Really, the thing you have to make the biggest decision about, in that situation, is what's most important to you.

For Paul, the most important thing is God, and the good news about Jesus Christ. Paul is God's slave, right? Everything in life, for Paul, revolves around that relationship. God, and God's plan for the world, is everything. And for Paul, it was a point of pride, that he willingly gave up his rights, at every point, for the gospel.

In 1 Corinthians 9, Paul talks about this at great length (read it?). Paul has the right to be accompanied in ministry by a believing wife, but didn't take advantage of that (1 Corinthians 9:4). He and Barnabas, another apostle, had the right to be paid for the spiritual work they did among the churches, but they didn't make use of this right (1 Corinthians 9:6-12). He had the right to eat food called unclean in the OT, but when he was among the Jews, he didn't make use of this right. Why did he give up his rights? Let's read 1 Corinthians 9:15-23 (NRSV updated no reason):

15 But I have made no use of any of these rights, nor am I writing this so that they may be applied in my case. Indeed, I would rather die than that—no one will deprive me of my ground for boasting! 16 If I proclaim the gospel, this gives me no ground for boasting, for an obligation is laid on me, and woe to me if I do not proclaim the gospel! 17 For if I do this of my own will, I have a wage, but if not of my own will, I am entrusted with a commission. 18 What then is my wage? Just this: that in my proclamation I may make the gospel free of charge, so as not to make full use of my rights in the gospel.
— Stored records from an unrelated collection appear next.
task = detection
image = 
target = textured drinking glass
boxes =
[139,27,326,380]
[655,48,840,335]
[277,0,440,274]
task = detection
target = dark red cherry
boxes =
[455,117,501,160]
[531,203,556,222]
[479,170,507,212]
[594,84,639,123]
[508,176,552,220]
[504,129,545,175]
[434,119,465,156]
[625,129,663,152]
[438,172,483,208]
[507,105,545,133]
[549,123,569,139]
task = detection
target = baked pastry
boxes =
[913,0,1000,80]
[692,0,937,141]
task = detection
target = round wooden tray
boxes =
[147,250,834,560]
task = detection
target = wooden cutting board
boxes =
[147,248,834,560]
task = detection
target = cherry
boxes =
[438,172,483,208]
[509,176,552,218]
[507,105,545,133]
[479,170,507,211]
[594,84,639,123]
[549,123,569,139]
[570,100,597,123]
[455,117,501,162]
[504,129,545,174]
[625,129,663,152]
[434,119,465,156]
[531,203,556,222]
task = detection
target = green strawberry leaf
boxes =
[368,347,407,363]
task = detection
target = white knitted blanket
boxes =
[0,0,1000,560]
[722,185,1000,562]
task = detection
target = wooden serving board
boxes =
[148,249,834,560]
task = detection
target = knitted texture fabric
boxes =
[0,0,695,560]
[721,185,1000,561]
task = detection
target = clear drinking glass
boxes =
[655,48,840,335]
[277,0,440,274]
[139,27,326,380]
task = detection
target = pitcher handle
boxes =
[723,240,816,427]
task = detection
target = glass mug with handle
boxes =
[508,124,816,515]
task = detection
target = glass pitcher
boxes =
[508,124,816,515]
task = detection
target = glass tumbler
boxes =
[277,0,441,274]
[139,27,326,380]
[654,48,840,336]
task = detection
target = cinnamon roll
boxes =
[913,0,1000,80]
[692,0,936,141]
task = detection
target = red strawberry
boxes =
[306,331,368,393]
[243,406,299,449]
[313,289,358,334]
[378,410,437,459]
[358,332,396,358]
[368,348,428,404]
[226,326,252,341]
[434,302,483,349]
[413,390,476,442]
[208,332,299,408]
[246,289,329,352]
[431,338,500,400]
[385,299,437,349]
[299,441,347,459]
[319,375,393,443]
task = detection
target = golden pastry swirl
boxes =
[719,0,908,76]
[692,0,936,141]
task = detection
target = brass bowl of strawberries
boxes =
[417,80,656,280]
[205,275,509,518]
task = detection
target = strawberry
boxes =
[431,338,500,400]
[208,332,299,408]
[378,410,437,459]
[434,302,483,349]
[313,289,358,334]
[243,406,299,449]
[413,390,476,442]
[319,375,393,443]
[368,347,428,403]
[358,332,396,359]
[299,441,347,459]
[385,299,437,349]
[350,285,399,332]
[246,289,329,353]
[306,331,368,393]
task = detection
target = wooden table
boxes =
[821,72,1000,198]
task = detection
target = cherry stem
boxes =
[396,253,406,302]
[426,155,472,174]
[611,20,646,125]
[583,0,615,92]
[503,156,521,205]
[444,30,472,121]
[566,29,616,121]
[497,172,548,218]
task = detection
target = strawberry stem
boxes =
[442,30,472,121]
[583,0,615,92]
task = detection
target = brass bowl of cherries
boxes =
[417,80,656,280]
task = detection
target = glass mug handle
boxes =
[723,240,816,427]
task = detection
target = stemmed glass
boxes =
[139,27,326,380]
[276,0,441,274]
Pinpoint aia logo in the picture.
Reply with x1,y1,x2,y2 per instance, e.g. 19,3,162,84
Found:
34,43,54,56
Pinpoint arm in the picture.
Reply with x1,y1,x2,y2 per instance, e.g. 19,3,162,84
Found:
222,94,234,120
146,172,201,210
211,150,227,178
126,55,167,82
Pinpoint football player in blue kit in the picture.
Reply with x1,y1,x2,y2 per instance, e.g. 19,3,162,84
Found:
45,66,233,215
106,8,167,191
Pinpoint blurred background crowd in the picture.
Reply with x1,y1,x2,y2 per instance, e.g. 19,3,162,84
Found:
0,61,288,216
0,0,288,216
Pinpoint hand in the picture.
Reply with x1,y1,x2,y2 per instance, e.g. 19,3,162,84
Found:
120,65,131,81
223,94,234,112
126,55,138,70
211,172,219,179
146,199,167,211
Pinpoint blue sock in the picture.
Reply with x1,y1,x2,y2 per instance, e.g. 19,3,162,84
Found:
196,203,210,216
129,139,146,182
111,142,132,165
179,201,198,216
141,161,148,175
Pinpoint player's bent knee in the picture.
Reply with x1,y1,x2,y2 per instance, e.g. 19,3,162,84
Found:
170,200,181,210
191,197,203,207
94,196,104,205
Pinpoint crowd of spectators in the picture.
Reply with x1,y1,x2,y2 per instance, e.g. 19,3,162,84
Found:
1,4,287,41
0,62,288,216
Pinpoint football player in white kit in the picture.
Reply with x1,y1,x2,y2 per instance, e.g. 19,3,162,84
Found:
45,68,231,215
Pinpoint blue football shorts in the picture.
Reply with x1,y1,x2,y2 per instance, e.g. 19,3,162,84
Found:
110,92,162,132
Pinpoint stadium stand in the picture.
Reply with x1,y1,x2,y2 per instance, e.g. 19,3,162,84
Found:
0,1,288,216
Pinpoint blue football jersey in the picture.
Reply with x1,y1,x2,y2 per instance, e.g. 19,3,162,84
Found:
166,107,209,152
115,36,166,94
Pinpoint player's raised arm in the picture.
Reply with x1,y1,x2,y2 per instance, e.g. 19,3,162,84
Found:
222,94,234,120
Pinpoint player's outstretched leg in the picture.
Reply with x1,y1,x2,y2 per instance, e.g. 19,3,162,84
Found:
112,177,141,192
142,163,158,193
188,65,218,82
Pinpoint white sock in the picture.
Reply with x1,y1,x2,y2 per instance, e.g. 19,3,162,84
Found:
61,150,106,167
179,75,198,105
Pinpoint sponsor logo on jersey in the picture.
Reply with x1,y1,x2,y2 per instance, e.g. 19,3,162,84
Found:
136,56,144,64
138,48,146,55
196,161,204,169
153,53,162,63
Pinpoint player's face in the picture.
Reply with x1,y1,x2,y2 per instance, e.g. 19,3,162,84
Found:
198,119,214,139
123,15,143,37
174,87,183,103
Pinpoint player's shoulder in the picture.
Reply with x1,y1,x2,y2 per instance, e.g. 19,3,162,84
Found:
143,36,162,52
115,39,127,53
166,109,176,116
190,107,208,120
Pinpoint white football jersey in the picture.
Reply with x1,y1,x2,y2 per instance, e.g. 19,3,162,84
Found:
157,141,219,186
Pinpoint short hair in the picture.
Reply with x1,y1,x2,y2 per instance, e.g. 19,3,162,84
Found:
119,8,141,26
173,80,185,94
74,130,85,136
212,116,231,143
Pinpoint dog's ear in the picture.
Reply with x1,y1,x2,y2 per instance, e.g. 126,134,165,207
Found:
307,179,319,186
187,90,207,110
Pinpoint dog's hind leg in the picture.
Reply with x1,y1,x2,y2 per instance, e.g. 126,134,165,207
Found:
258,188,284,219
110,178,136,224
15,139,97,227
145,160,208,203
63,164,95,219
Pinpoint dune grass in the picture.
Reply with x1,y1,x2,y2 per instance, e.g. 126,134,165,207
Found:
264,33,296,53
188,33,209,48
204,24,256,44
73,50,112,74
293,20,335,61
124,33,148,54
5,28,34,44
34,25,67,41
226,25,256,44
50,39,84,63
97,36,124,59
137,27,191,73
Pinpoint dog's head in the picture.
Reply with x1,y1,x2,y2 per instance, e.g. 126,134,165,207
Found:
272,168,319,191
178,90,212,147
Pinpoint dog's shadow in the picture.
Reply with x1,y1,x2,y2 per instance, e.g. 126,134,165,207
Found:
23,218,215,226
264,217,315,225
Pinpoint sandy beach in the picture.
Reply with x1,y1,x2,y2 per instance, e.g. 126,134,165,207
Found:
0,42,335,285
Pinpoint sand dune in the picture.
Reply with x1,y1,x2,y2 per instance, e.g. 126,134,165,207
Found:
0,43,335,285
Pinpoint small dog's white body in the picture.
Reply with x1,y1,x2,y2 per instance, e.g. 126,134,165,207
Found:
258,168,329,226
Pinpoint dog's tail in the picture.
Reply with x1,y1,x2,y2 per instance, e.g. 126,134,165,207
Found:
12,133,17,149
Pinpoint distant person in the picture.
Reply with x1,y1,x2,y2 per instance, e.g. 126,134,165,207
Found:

19 For though I am free with respect to all, I have made myself a slave to all, so that I might gain all the more. 20 To the Jews I became as a Jew, in order to gain Jews. To those under the law I became as one under the law (though I myself am not under the law) so that I might gain those under the law. 21 To those outside the law I became as one outside the law (though I am not outside God’s law but am within Christ’s law) so that I might gain those outside the law. 22 To the weak I became weak, so that I might gain the weak. I have become all things to all people, that I might by all means save some. 23 I do it all for the sake of the gospel, so that I might become a partner in it.

At every point, in every way, Paul lived self-sacrificially for the sake of the gospel.

Now let's turn to Ephesians 20:17-24 (NRSV Updated, no reason):

17 From Miletus he sent a message to Ephesus, asking the elders of the church to meet him. 18 When they came to him, he said to them:

“You yourselves know how I lived among you the entire time from the first day that I set foot in Asia, 19 serving the Lord with all humility and with tears, enduring the trials that came to me through the plots of the Jews. 20 I did not shrink from doing anything helpful, proclaiming the message to you and teaching you publicly and from house to house, 21 as I testified to both Jews and Greeks about repentance toward God and faith toward our Lord Jesus.[c] 22 And now, as a captive to the Spirit,[d] I am on my way to Jerusalem, not knowing what will happen to me there, 23 except that the Holy Spirit testifies to me in every city that imprisonment and persecutions are waiting for me.

Let's listen to verse 24 really carefully:

24 But I do not count my life of any value to myself, if only I may finish my course and the ministry that I received from the Lord Jesus, to testify to the good news of God’s grace.